Mary King

THE recent Review of the Budget catapulted to the fore that the driver of our economy, the petroleum/petrochemical industry, is collapsing, which has attracted various comments on how we should diversify the economy.

These range among, simply increasing the productivity of labour, using migrant labour from Venezuela to do the jobs that our local labour refuses to do, say, in agriculture, encouraging our education system to produce entrepreneurs, providing government scholarships in areas that can produce innovative companies.

Though the Government’s main thrust appears to focus on rescuing the petroleum/petrochemical sector, it has also embarked on the traditional—building a dry dock for ship maintenance, an industrial park with a promise from the Chinese to put some companies there, import of aluminium ingots to produce wire and flat plate, even the hope of building roads to our interior to facilitate economic development.

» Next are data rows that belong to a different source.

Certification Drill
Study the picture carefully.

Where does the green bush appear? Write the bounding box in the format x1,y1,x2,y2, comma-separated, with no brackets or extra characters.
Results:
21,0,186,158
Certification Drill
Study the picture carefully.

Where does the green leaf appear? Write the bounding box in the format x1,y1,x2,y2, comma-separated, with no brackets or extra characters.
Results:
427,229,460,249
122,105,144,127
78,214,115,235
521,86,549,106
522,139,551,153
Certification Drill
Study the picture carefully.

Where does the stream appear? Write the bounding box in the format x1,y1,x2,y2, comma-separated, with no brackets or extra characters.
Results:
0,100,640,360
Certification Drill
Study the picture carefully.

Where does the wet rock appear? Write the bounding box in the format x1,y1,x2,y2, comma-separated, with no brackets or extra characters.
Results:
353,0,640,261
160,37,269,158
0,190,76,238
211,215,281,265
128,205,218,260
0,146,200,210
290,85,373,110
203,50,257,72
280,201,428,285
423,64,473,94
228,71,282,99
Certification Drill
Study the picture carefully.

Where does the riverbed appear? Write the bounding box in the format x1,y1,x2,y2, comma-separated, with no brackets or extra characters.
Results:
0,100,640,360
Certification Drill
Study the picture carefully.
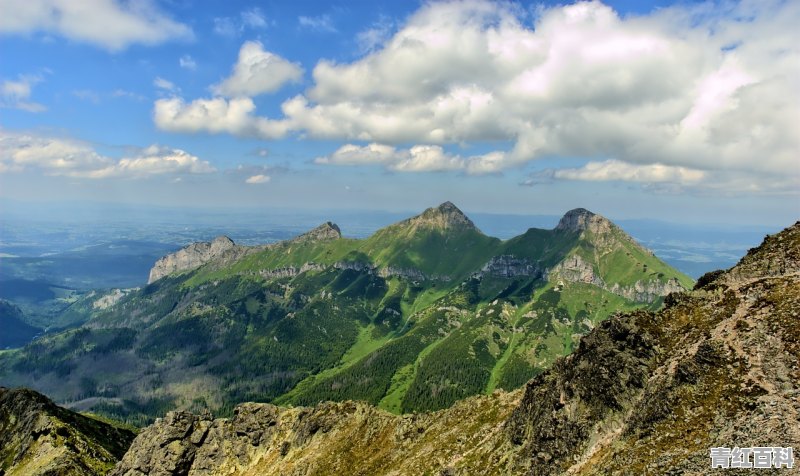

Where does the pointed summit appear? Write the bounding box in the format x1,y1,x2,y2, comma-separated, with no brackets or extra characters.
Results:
291,221,342,242
556,208,613,233
408,202,478,230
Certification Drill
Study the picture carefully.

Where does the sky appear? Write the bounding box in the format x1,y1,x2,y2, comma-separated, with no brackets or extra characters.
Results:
0,0,800,226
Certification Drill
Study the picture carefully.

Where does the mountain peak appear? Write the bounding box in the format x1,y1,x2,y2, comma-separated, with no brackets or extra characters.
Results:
292,221,342,242
409,202,477,230
556,208,611,233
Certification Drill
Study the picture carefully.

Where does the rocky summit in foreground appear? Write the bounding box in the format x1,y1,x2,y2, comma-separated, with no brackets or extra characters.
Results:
0,387,135,476
113,222,800,475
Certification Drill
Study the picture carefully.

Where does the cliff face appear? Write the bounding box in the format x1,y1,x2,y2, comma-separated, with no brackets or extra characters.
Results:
147,222,342,284
0,387,135,476
115,222,800,475
147,236,243,284
112,392,519,476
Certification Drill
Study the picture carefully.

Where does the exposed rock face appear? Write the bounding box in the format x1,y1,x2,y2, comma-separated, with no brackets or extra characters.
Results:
556,208,614,234
147,222,342,284
289,221,342,243
147,236,243,284
0,387,135,475
112,392,519,476
478,255,544,278
114,222,800,475
406,202,477,230
548,254,605,288
605,278,685,302
548,254,685,303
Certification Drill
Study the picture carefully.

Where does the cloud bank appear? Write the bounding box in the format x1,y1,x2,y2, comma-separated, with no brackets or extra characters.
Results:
154,0,800,192
0,131,216,179
0,0,193,51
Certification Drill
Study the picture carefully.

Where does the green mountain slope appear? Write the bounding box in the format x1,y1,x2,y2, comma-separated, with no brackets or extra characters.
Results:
0,202,691,424
113,222,800,476
0,299,43,349
0,387,136,476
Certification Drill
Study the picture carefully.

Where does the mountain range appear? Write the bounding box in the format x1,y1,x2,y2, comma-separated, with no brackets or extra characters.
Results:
0,222,800,475
0,202,692,425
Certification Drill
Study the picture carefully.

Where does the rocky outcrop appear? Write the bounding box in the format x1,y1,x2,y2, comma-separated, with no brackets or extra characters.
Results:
476,255,544,278
288,221,342,243
147,222,342,284
605,278,686,303
259,263,325,279
0,387,135,476
112,393,519,476
259,261,450,282
547,254,686,303
556,208,614,234
147,236,244,284
398,202,477,230
548,254,605,288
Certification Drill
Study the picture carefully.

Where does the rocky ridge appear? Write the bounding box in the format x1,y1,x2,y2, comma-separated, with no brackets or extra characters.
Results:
398,202,478,230
109,222,800,475
147,222,342,284
0,387,135,476
147,236,245,284
547,254,685,303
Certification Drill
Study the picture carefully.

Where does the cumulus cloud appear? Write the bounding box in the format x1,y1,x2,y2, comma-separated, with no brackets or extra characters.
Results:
356,16,395,54
552,159,706,183
0,0,193,51
156,0,800,192
178,55,197,71
211,41,303,97
153,97,287,139
214,7,269,37
314,143,488,172
153,76,180,93
0,74,47,112
0,131,216,179
244,174,270,184
297,15,336,33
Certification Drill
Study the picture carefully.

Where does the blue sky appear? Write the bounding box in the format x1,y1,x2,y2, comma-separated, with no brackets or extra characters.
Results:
0,0,800,225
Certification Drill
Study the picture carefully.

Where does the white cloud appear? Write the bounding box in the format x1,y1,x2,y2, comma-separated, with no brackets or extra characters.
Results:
244,174,270,184
356,16,394,54
0,0,193,51
153,76,180,93
0,74,47,112
553,159,706,183
241,7,267,29
297,15,336,33
156,0,800,193
153,98,287,138
214,17,239,37
211,41,303,97
178,55,197,71
0,131,216,179
314,143,477,172
214,7,269,38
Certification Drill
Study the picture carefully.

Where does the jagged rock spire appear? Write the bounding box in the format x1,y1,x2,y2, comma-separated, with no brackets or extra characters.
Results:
292,221,342,241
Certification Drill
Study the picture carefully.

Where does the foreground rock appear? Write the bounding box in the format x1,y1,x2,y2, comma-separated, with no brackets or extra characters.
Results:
109,224,800,475
0,387,135,476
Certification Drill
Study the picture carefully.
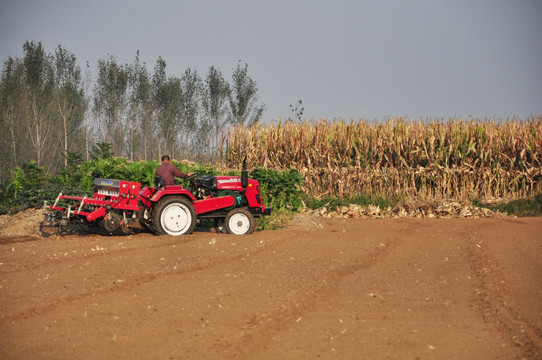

Some are even talking of going downstream of the petrochemical sector, i.e. launch ourselves into head on competition in mature industries especially now that there is much cheaper shale gas on the market and we are short of gas. Further, is it our low risk private sector that is supposed to invest therein?

The underpinning of these suggestions and even attempts, is that with the capital (however obtained) and the requisite labour, the globally competitive enterprises will emerge and the foreign exchange will flow into the country, particularly so if the education system can provide the entrepreneurs and the required skills.

We have two problems with the above approach to diversification. The first is that we are at the start of a disruptive digital technological revolution, yet we are looking at the diversification of our economy using business activities of the fading industrial paradigm. Secondly we are assuming that simply assembling the economic factors of production, the new businesses will swing into being. For example, it is believed that the private sector with its capital and the available labour engendered the powerful economy that the US became. Economic development depends on the existence of a system that uses the economic factors of production to build and sustain the business entities. Such a system does not exist in T&T, while it flourishes in the US, Singapore, Japan etc. and now in China.

Man as a hunter and gatherer depended on his labour to survive economically. With the agrarian revolution the dominant economic factor became land and those who had it made the highest rewards; the labour of the peasants became dependent on land and the landowners, and their (peasants) rewards were low. The industrial revolution moved capital into dominance and we saw the day of the so-called “robber barons” that held the capital and made huge profits. However, even as that particular revolution proceeded, labour was able through, for example, banding together in trade unions or developing special skills to earn more, developing into a middle class.

The transition to another business revolution was driven throughout history by technological invention/innovation. Today we are again transiting, driven by the disruptive digital technologies that have made data the new dominant economic factor of production. Those who control data are the new “robber barons” of the day — Google, Facebook, Amazon.

Take, for example, in T&T agriculture as we know it depends on cheap labour which does not attract local labour and it is almost feudal as regards land tenure. Some are hoping that the Venezuelan migrants will move into that industry. However, the Netherlands, a high wage society with limited land space, has become the second largest exporter of food in the world behind the US simply because they use the new digital technologies on the farms to increase labour productivity and improve the use of resources; like water, whose use has been reduced by 90% of traditional farms. Indeed these technologies and the underlying data available are changing if not replacing conventional businesses and making many, both blue and white collar jobs obsolete. Hence it is a poor judgement call to base our future, our economic diversification on the economic activities of the fading industrial paradigm. Hence re-education of our labour force and that of our children have to prepare them to use the new technologies; necessary but not sufficient.

Still, better trained people without opportunities of well-paying jobs will emigrate. Hence our economy has to put in place a system that has been described by Etzkowitz and Leydesdorff as the Triple Helix; a set of integrated actions by and institutions of the private sector, academia and the government. This is an innovation system, the likes of which underpins the US grand economic performance and now that of China.

In our case an innovation system does not exist. The history of the development of Singapore from a swamp and GDP/capita of US$500 to, today a metropolis of a manufacturing and a trading hub, with a GDP/capita of USS$50,000, should teach us that such an innovation system, planned and implemented by a visionary government is what is needed locally, particularly at the start of this industrial era.

In this transition the People’s Partnership government dropped the ball after its first year in office. The successor Government is yet to retrieve the ball.